Но Оливье, слегка пожав плечами, спросил его, в какой еще европейской стране можно найти художника, сильнее сжигаемого огненным дыханием Библии, чем пуританин Франсуа Милле; ученого с более чистой душой и более глубокой, пламенной и смиренной верой, нежели Пастер. Не он ли преклонял колена перед идеей бесконечности и, когда эта идея овладевала им, "в минуты щемящей тоски", как он сам выражался, "молил свой разум пощадить его, так как готов был отдаться высокому безумию Паскаля"? Католицизм не служил препятствием героическому реализму Пастера, так же как исканиям страстного разума Паскаля, уверенно проходившего, не отклоняясь ни на шаг, "по кругам природных стихий, через непроницаемый мрак бесконечно малых величин и последние бездны бытия, где зарождается жизнь". У народа глубинной Франции, из чьих недр они вышли, почерпнули они эту веру, которая всегда теплилась в толще французской земли и которую тщетно пыталась отрицать кучка краснобаев-демагогов.

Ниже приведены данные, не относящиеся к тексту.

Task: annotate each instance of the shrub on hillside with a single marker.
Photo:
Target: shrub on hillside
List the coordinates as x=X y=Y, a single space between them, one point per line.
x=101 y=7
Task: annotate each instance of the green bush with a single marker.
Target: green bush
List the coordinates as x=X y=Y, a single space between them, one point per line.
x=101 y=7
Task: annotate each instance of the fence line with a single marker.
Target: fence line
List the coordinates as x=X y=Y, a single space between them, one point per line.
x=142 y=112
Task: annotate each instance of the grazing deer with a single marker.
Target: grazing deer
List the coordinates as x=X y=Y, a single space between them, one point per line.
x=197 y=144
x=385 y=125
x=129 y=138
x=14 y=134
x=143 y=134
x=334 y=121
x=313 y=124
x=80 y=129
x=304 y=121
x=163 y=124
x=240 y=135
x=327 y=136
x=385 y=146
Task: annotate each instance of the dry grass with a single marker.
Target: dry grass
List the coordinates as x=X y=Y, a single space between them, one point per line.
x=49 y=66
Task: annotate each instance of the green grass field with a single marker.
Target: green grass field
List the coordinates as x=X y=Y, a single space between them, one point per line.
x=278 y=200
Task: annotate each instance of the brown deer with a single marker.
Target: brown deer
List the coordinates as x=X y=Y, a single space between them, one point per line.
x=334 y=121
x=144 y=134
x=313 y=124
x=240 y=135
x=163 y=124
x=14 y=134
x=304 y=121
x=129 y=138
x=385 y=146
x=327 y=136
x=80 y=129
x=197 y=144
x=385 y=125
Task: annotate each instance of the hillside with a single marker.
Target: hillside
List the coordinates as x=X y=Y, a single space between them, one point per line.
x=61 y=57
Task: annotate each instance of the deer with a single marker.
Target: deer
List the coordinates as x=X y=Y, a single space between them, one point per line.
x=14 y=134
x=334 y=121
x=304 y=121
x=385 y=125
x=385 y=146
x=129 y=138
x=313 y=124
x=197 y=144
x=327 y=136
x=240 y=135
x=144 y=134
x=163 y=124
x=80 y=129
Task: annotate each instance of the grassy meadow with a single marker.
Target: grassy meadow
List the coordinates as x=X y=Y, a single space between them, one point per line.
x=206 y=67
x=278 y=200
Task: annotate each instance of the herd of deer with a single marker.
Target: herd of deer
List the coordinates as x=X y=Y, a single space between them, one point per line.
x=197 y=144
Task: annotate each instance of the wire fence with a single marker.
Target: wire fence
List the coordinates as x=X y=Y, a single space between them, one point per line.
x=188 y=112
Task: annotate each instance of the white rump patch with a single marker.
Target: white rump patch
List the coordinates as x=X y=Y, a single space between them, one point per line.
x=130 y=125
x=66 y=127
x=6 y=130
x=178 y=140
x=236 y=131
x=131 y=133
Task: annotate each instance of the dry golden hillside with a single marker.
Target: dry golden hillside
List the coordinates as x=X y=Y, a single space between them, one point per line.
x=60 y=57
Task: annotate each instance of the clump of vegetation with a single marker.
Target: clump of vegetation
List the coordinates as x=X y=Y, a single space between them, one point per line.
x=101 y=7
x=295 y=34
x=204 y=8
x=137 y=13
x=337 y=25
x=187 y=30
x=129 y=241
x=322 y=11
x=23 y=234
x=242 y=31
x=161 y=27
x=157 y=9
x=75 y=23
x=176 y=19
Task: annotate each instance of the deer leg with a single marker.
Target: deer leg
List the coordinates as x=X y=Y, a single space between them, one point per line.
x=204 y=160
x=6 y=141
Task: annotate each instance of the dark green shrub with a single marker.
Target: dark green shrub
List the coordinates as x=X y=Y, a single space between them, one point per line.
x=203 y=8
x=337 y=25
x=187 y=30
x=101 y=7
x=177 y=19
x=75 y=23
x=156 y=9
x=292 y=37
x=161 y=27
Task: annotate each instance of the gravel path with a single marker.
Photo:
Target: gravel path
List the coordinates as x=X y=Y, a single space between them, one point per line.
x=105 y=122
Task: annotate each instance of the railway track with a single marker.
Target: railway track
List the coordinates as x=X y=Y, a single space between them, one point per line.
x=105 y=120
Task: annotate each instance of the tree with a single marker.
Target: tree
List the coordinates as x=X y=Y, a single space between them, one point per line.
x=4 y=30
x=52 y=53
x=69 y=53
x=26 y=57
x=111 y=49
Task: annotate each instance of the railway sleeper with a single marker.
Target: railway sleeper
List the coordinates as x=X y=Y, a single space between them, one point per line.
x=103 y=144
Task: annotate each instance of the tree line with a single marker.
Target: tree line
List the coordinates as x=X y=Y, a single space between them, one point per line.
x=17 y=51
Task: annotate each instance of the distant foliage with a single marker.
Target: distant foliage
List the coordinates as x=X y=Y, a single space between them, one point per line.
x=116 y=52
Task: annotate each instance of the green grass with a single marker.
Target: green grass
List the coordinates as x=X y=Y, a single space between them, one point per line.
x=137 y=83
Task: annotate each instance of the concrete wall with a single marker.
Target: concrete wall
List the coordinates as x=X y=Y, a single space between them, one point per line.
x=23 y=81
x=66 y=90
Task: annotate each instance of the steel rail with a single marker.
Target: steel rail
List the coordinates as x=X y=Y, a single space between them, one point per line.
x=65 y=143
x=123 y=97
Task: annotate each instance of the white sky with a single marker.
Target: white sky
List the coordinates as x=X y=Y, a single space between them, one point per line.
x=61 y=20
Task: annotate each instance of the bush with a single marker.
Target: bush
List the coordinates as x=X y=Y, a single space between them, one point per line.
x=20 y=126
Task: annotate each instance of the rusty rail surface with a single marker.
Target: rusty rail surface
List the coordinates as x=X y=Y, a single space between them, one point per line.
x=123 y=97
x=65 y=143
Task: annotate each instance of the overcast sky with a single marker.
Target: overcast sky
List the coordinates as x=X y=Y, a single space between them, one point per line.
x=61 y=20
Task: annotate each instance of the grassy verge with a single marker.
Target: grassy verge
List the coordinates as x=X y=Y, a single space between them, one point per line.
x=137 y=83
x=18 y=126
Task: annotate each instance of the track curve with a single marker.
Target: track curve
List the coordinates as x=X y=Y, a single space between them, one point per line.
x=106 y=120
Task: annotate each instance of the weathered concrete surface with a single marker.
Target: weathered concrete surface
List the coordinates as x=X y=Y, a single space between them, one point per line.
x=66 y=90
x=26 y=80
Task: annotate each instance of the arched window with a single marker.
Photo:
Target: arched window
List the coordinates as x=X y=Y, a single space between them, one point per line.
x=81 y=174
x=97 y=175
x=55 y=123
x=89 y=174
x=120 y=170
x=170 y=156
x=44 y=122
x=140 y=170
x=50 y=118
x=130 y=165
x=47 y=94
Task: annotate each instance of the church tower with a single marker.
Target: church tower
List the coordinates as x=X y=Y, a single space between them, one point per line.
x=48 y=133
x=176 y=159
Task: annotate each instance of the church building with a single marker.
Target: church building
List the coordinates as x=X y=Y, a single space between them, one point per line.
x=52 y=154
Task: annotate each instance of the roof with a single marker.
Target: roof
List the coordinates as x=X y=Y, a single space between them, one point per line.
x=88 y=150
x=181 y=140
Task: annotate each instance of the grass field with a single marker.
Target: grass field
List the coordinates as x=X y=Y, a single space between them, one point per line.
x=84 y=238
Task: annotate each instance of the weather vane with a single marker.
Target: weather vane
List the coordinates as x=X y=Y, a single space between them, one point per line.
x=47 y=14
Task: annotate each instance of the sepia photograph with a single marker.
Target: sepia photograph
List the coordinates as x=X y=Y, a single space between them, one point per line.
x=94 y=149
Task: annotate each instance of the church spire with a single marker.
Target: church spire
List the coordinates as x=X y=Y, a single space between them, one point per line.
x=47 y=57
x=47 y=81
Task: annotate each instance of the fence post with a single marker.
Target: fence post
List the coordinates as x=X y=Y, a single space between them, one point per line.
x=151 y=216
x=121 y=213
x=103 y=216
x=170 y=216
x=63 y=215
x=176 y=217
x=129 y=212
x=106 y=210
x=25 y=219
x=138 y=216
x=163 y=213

Оливье хорошо знал эту веру, - он сам когда-то носил ее в своей груди.
Он указывал Кристофу на героические попытки обновить католицизм, предпринимавшиеся на протяжении четверти века, на мощные усилия христианской мысли во Франции найти сочетание веры с разумом, со свободой, с жизнью; на замечательных пастырей церкви, имевших мужество, как выражался один из них, "креститься в человека" и требовать для католицизма права все понимать, поддерживать каждую честную мысль, ибо "каждая честная мысль, если даже она - заблуждение, священна и божественна". Указывал на тысячи младокатоликов, давших великодушный обет создать христианскую республику, свободную, чистую, объединенную узами братства, открытую для всех людей доброй воли; невзирая на постыдную травлю и обвинения в ереси, несмотря на вероломство справа и слева (особенно справа), объектом которых являлись эти истинные христиане современности, - они, этот небольшой и бесстрашный отряд, продолжали идти вперед через суровое ущелье, ведущее к будущему; взор их был ясен, и они смиренно ожидали испытаний, ибо знали, что нельзя возвести прочное здание, не скрепив его своими слезами и своею кровью.